それにこれは作ったんじゃなくて私が本当に思ってることだから何も問題は……。
「……春日」
あれ?
織斑先生、さっきより機嫌が悪そうなんだけど……。何で? 私、ちゃんと誉めたよね?
気に障るようなことも言った覚えないし……。
「春日さん。織斑先生は照れてるだけなので大丈夫ですよ」
「えっ?」
私たちの座席より少し前。
私たちの光景を見ながら笑っている山田先生の言葉を繰り返し繰り返し読み込んでいく。
照れてる? 織斑先生が?
……そう言われればそう見えなくもないけど、どうなんだろ。
うーん。織斑先生が照れてるところを見たことがないからなぁ。言われてもピンと来ないんだよね。
一夏君が照れてるところを想像すればちょっとは参考になるかな……?
「…………」
「あ、秋穂? なんだよジロジロ見て」
駄目だよ。全然想像できないや……。
「あっ、照れてるって言うのは織斑く――」
「山田先生。到着後すぐに会議を開くからそのつもりで。大事な案件を忘れていた」
「お、織斑先生!? あの、その、自由時間は……」
「下見で十分楽しめたでしょう。時間が残るようであればその時に」
あわあわしている山田先生、ちょっと可愛い。
暴れたいけど暴れられない。そんな感じに見える。
「ふふっ」
「春日、帰ったら覚悟しておけ」
……私、生きていけるのかな……。
◇ ◇ ◇ ◇ ◇
雲一つなく、澄み切った空に海。その海をより一層引き立てる砂浜。強い夏の日差し。
その条件で最も必要なものが何なのか。そんなことは、言うまでもない。
女子の水着姿だ。
「一、二、三、四」
「アンタ、カチューシャ外したの?」
「うん。無くしちゃうのは嫌だもん。鈴ちゃんのちゃんと準備運動しないと駄目だよ?」
秋穂の言葉に「はいはい」と流しながら返し、その場を離れていく。行く先はもちろん、一夏のところだ。
(海は一番のアピールチャンス!! ここで一夏の気を引いて……)
一通り妄想に耽った後、よしっ、と気合を入れなおすと辺りを見回して姿を探す。
一夏の周りには人だかりができる。IS学園唯一の男子生徒に女子の興味は尽きないのだろう。いつでもどこでも、人だかりの中にいる。そう思い辺りを見回すのだが……。
「……何で誰もいないのよ」
あまりにも不自然だ。全くいないというわけではない。秋穂も含め、ちらほらと生徒の姿が見える。その光景は今が自由時間であることを語っている。

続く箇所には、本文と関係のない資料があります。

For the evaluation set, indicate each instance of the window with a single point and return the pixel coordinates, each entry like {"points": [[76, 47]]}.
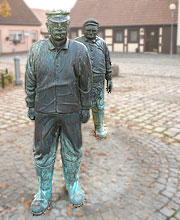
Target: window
{"points": [[101, 34], [73, 34], [16, 37], [133, 36], [34, 36], [119, 36]]}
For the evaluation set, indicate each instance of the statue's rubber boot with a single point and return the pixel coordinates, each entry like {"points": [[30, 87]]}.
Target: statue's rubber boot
{"points": [[41, 200], [98, 118], [76, 194]]}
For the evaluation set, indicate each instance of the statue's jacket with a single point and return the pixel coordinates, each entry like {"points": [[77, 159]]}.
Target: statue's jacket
{"points": [[58, 81], [99, 55]]}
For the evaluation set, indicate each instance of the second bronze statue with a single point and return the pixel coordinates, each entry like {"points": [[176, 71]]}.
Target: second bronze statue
{"points": [[101, 71]]}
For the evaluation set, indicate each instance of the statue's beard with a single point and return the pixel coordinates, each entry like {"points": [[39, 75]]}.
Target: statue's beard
{"points": [[59, 35]]}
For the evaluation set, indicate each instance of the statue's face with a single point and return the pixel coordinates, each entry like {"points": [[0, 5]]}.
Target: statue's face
{"points": [[90, 31], [58, 31]]}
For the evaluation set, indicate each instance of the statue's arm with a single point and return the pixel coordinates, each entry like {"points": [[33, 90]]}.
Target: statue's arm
{"points": [[85, 85], [108, 75], [30, 85]]}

しかしあまりにも人がいない。いつもは一夏の周りでできているであろう集団が見えない。
(そんなに着替えに梃子摺ってるのかしら? でも……)
と、そこまで考えたところで鈴の視線は自身の体に向く。具体的には、いまだ発達の兆しを見せることがなく平原を保っている胸だ。

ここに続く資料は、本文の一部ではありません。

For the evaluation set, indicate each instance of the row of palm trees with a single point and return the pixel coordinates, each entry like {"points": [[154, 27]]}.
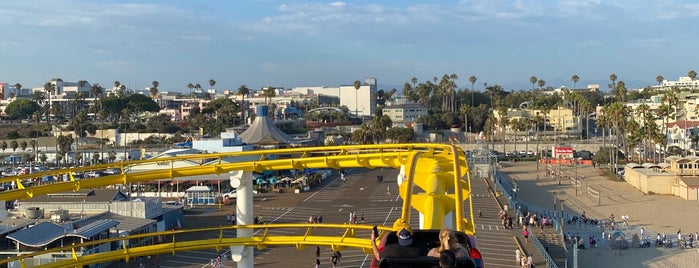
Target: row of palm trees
{"points": [[629, 133]]}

小さい。その事実は認めている。箒やセシリア、シャルの胸は自身のそれとは全く比較にならないほど大きい。
それは魅力として女である鈴から見ても十分なものだ。
羨ましい、と思うことがないと言えば嘘になる。一夏に『貧乳』と言われただけであれだけ激怒してしまうと言うことは、やはり自分は胸がコンプレックスになっているのだろう。

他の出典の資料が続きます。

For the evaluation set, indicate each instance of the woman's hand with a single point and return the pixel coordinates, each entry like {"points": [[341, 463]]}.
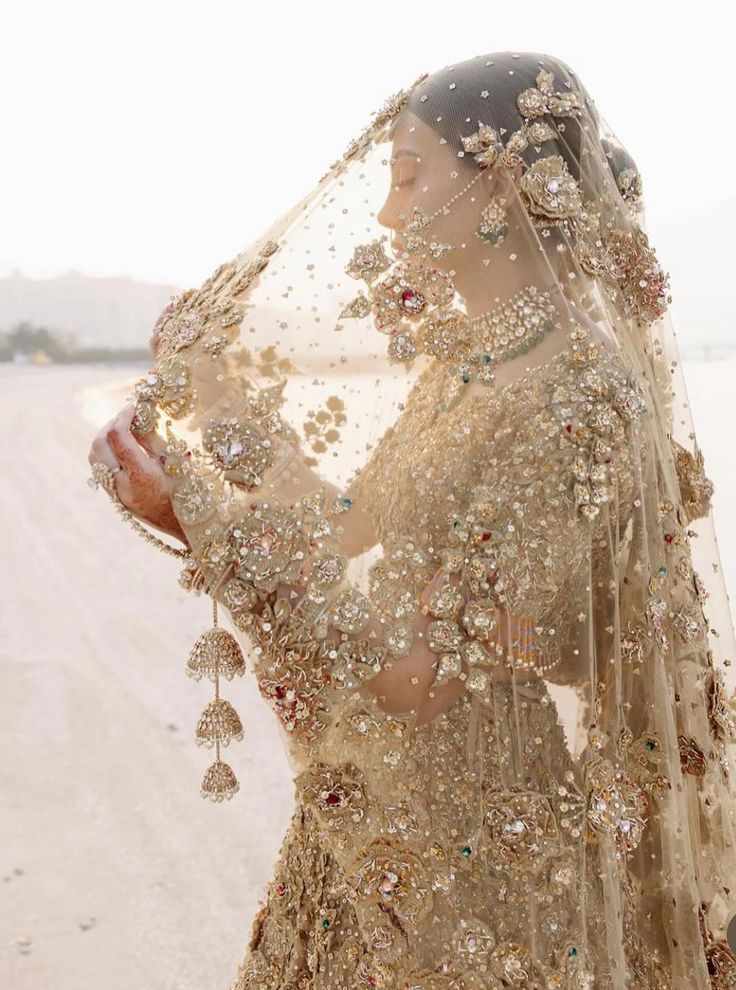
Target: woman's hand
{"points": [[143, 486]]}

その自覚があるだけまだまし、とはさすがに言えない。この間女子勢で大浴場に行った時に判明してしまったからだ。
(でも、胸だけで決めるような男じゃないわ)
しかし思う直後にどうだろう、と考えてしまう。
一夏も男だ。やはり大きい方が良いのかも知れない。以前山田先生の胸を事故とはいえ揉んでいた時の一夏の表情は忘れることができない。
「鈴ちゃん、大丈夫だよ。一夏君はほらっ。あそこでセシリアちゃんに日焼け止めオイルを塗ってるだけだから」
「あっそ。ってえっ!?」
秋穂の指差す先。
地面に突き刺さったパラソルが強い日差しを防いでいる。鈴が声をあげたのはその影が涼しそうだ、などと言う気の抜けたものが原因であるはずかなかった。
秋穂の指差す先、そこにいたのは――上半身裸のセシリアだったのだから。
(あ、あの女何してんのよ!! イギリスでは普通なの!? でも、ヌーディストビーチってイギリスにあったかしら……)
代表候補生の天才と評価される頭脳が高速で回転する。しかし、いくら頭を回転させたところで分からないものは分からない。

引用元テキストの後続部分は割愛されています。